This might sound disparaging, and we all like to think our own data matters to the Nth degree, but consider: how important is that banner that displays at the bottom of the Amazon or Ebay page, "people who looked at this thing bought this stuff"? It has to be there, but how accurate does it have to be? Are you willing to wait an extra five seconds for it to be right?
In the overwhelming majority of places where you might want a database to help you manage the data involved, the majority if the data does not need to be 100% right if it would make the main operations slower. For those parts of the job, MongoDB in its default configuration with default options is good enough.
Many of us with what we like to think of as higher standards prefer to work where everything matters, and leave the dancing penguins to others. But those others do need a database, and they have the money to buy one.
(Disclosure: I was fired from MongoDB right after their IPO, perhaps in part for saying stuff like the above.)
The stock market demands that the product have all the same stickers on as everybody else. But nobody is obliged to believe them. It may take quite a lot before anybody does, again.
The people working on the product are very smart and hard-working, but the problem they have set themselves is extremely complex, and possibly not solvable; or, even if ever solved, maybe not demonstrably so.
And, anyway, it is not what the customers actually want, although they might often need to convince their own management that they are getting it.
That is a very interesting take on the situation, especially because the tort of fraud starts from the opposite first principle: that customers may reasonably rely on the promises made by sellers.
The stickers come from organizations that are largely captured by vendors. Kudos to Jepsen for maintaining independence.
Would you say the same thing for company that sells parachutes?
There's a market for cheap, fast, easy, and good-enough reliability.
There are plenty of data stores like redis or memcached which promise and deliver exactly that, with known parameters, and they're awesome. I'm building an application right now where long-term data integrity doesn't matter too much (a dashboard will be down for a few minutes if we lost data), and they're the right way to go.
What I do grapple with is that MongoDB is none of those. When I've seen it used in projects, it was slow, hard, and expensive.
Because Mongo overpromises, it's hard to tell what its real limits are. You're quite likely to step on a landmine where something was promised but didn't come through. When that happens, you either have a huge amount of deep voodoo debugging, or perhaps it's a problem without a solution. That's almost always a lot more expensive than designing around psql in the first place.
And it's not particularly fast either.
The ideal use case for MongoDB is when you are a) collecting a lot of data, b) only need to retain a large enough sample for statistical purposes, and c) don't need historical archives.
In those cases, turn all the safeties off and go for it. It really does shine in that scenario. You want to get a heat map of clicks on a high-traffic website? Perfect. You'll get a good-enough picture of what's happening. And if you lose some or get some conflicting data, that's okay because we only care about a statistical approximation. Archive the results of the analysis instead of worrying about the underlying data.

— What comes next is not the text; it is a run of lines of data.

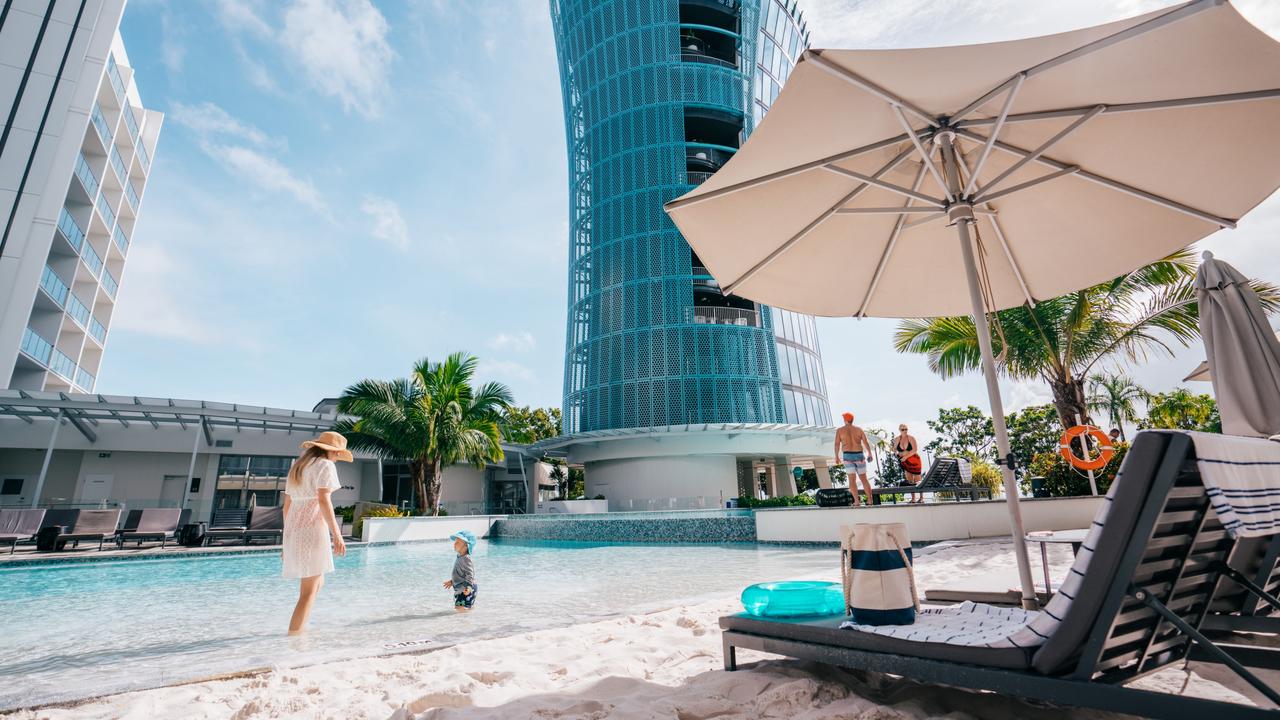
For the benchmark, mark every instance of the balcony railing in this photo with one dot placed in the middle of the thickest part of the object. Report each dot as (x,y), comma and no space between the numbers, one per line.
(91,259)
(122,171)
(109,283)
(54,286)
(120,241)
(97,331)
(85,379)
(36,347)
(707,315)
(63,365)
(105,209)
(86,176)
(69,229)
(104,131)
(113,72)
(131,195)
(131,122)
(77,310)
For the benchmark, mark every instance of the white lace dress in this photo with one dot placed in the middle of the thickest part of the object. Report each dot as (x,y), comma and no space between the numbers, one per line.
(307,547)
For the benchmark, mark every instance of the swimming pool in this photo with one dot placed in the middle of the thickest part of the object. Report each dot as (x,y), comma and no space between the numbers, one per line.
(83,629)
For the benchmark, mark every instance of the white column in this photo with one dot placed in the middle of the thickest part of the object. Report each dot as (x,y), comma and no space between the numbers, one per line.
(49,455)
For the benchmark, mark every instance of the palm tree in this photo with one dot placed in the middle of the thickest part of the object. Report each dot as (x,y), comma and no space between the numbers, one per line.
(1116,395)
(1060,340)
(432,419)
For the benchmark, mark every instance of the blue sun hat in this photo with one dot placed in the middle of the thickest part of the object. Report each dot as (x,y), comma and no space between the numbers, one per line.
(467,537)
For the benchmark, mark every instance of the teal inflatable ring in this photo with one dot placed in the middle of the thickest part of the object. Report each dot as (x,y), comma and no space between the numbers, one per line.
(796,598)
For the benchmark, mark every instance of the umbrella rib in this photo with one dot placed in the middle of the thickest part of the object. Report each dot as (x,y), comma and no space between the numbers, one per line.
(777,253)
(1055,174)
(885,185)
(995,133)
(859,81)
(1111,183)
(1198,101)
(1000,235)
(784,173)
(919,147)
(888,249)
(1041,150)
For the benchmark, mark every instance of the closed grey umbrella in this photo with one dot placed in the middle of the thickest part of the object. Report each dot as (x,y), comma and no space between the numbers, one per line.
(1243,351)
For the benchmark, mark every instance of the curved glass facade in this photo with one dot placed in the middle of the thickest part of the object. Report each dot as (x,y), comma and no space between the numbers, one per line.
(659,94)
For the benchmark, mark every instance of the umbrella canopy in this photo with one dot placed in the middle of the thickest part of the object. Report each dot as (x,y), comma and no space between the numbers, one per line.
(1243,351)
(972,178)
(1201,374)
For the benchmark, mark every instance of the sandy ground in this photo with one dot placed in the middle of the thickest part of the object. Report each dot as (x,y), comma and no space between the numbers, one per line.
(664,664)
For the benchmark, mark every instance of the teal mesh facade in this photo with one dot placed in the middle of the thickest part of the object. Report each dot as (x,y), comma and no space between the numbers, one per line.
(656,96)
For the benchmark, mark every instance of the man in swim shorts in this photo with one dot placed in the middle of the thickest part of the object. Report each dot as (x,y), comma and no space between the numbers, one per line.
(853,449)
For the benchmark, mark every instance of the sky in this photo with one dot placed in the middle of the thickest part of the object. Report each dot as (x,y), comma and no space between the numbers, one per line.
(343,187)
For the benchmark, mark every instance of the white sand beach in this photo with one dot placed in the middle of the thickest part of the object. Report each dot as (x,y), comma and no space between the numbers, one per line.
(664,664)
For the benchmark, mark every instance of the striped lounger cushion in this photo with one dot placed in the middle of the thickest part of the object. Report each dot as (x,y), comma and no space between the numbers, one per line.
(988,625)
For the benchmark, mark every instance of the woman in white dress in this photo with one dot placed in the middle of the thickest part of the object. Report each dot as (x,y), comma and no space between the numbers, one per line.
(309,522)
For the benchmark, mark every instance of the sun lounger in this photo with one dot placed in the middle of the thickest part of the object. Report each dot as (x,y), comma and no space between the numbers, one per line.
(19,525)
(265,523)
(227,524)
(91,524)
(1133,604)
(152,523)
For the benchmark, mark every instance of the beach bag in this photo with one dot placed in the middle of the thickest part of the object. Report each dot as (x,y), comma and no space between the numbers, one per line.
(876,569)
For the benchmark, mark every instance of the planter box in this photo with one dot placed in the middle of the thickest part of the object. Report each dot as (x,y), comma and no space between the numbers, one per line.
(572,506)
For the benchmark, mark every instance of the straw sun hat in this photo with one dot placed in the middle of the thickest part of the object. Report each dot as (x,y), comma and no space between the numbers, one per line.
(333,442)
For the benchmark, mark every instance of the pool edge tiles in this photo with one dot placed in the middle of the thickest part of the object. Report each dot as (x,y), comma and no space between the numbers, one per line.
(620,529)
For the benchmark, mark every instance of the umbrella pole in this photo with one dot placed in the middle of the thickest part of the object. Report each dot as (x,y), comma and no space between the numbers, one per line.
(961,219)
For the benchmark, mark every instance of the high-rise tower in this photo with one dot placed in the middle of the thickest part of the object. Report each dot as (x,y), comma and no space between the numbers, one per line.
(74,158)
(658,95)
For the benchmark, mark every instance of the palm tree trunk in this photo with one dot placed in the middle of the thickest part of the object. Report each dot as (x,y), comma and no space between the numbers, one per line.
(1069,400)
(420,469)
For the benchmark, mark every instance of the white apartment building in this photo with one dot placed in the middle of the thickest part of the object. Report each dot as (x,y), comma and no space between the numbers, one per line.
(74,158)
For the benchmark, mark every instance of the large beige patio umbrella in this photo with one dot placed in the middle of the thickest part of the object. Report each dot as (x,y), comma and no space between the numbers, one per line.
(964,180)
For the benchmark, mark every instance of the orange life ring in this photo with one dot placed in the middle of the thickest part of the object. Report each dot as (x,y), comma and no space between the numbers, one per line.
(1106,450)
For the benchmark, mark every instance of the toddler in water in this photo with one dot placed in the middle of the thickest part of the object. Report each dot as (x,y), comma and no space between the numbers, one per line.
(464,580)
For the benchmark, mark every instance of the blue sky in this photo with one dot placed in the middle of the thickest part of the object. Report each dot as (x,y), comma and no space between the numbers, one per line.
(343,187)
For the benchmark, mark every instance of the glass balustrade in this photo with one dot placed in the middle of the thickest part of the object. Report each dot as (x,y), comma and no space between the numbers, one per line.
(36,347)
(54,286)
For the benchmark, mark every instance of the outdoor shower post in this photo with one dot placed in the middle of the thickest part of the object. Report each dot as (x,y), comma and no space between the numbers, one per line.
(961,214)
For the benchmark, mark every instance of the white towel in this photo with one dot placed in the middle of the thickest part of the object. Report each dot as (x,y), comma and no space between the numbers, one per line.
(1242,477)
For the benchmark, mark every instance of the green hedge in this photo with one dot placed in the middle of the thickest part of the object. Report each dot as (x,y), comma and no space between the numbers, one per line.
(785,501)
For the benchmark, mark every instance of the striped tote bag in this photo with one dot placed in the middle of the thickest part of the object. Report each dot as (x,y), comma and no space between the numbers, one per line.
(876,569)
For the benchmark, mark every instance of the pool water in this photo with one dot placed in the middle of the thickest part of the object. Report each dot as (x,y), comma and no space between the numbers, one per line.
(83,629)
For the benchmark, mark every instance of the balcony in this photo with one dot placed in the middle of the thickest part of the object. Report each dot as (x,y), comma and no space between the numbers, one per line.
(122,171)
(86,176)
(97,331)
(36,347)
(71,231)
(109,283)
(709,315)
(91,259)
(77,310)
(104,131)
(63,365)
(113,73)
(54,286)
(104,208)
(120,241)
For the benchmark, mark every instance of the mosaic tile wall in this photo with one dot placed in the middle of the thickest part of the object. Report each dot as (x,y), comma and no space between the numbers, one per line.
(739,528)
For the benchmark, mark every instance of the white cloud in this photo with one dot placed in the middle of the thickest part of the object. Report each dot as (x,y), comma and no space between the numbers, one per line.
(519,342)
(388,223)
(343,50)
(268,173)
(208,119)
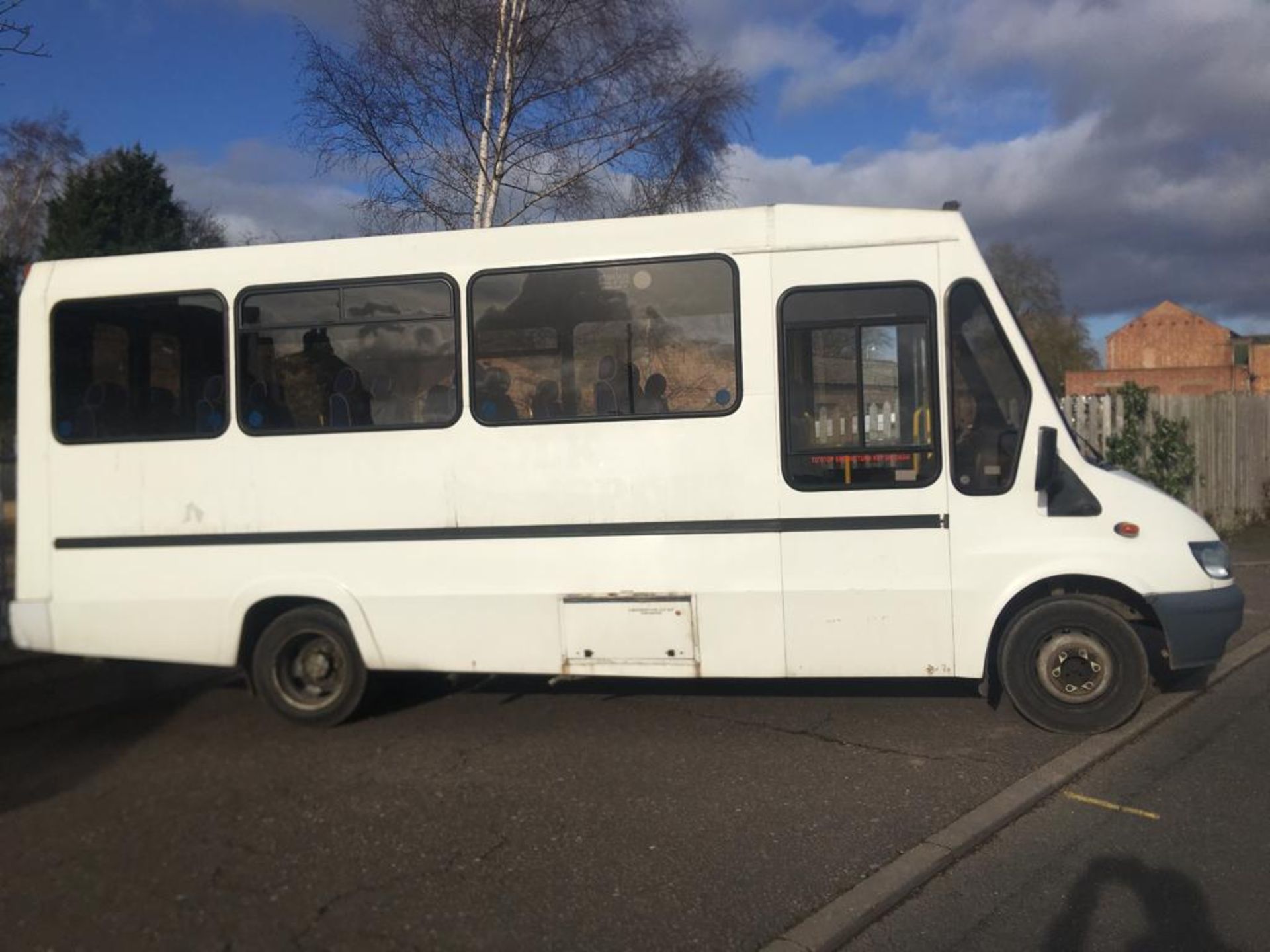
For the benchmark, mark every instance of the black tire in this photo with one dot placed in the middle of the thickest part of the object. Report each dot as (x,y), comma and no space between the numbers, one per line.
(1072,666)
(308,668)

People often get bogged down in the details of CAP theorem too early in their decision-making process. The reality is that database systems occupy a 2-d spectrum with raw speed on one end and safety on the other end. CAP theorem is a rigorous study of 3 dimensions of trade-offs you have to understand as you move that slider from one side to another. A lot of hand-wringing and debate could be shut down if people analyzed the lower decision first. Most use cases are binary and occupy one extreme or another: you either need them to be safe, or you don't. If you don't need them to be safe, then you want them to be as fast as possible. If you need them to be safe, your options are limited.
If you phrase the question only on the fundamental 2-d spectrum, your product and technology managers will almost always come up with a safe/speed answer. If you start at the CAP level analysis, you end up with endless discussions about what safe enough means--and it's usually a discussion among people who don't really understand the theorem at all.
There are tons of cases where any specific item of data doesn't matter. It's only the aggregate that matters. Great. Perfect. Use whatever it doesn't matter. And there are other times when you absolutely cannot afford to lose anything. These seem like obviously different things and I can't for the life of me imagine why anyone would try to use the same tool for both purposes.
Anyway, I'll shut this down now. To me, the bottom line is to identify what the business case is for data first. Fast or Safe. Pick one. Okay, now we basically know what our options are. Then we can get into the weeds among ourselves.
If you are really at the point you need to super scale, then you can look into specialized databases.